Skip to content

tinker.types.ForwardBackwardOutput

class tinker.types.ForwardBackwardOutput(**)

Fields:

  • loss_fn_output_type – The class name of the loss function output records (e.g., 'TorchLossReturn', 'ArrayRecord').
  • loss_fn_outputs – List of per-datum dicts mapping field names to TensorData.
  • metrics – Training metrics as key-value pairs.

    The following metrics are recorded only during MoE (Mixture of Experts) training.

    • e_frac_with_tokens:mean: Fraction of experts that received at least one token, averaged across layers. A value of 1.0 means every expert got work; 0.5 means half were idle. Decreasing over time is concerning (routing collapse).

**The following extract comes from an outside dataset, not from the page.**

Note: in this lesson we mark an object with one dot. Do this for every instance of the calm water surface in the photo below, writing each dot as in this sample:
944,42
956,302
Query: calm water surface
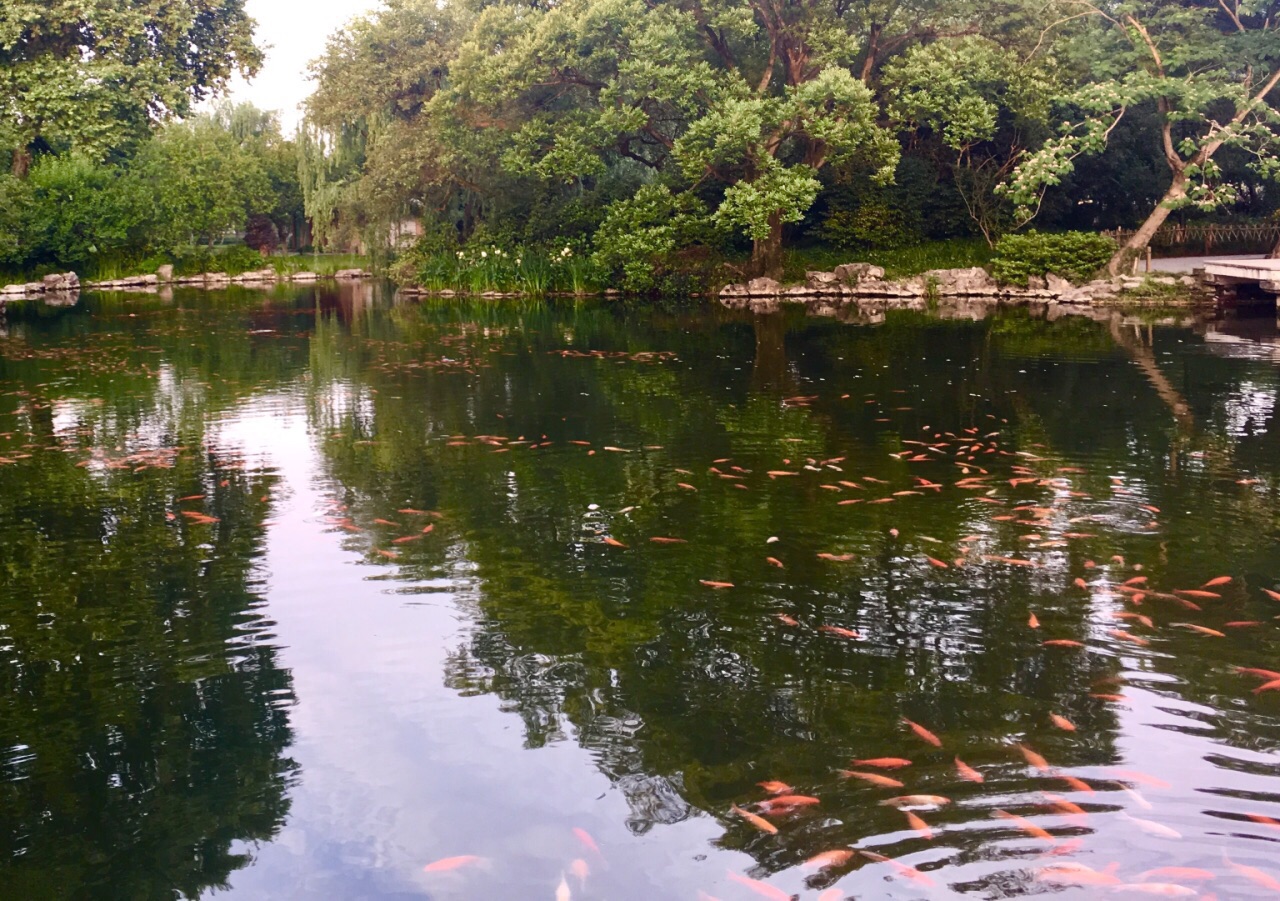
301,593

    • e_frac_oversubscribed:mean: Fraction of experts receiving more tokens than perfect balance, averaged across layers. Increasing over time is concerning.

    • e_max_violation:mean: How much the most overloaded expert exceeds perfect balance, as a fraction of perfect balance, averaged across layers. Computed as (max_tokens - perfect_balance) / perfect_balance. A value of 2.0 means the busiest expert got 3x the fair share. Increasing over time is concerning.

    • e_max_violation:max: Same as e_max_violation:mean but takes the max across layers instead of the mean.

    • e_min_violation:mean: How much the least loaded expert is below perfect balance, as a fraction of perfect balance, averaged across layers. Typically negative; decreasing (more negative) is concerning.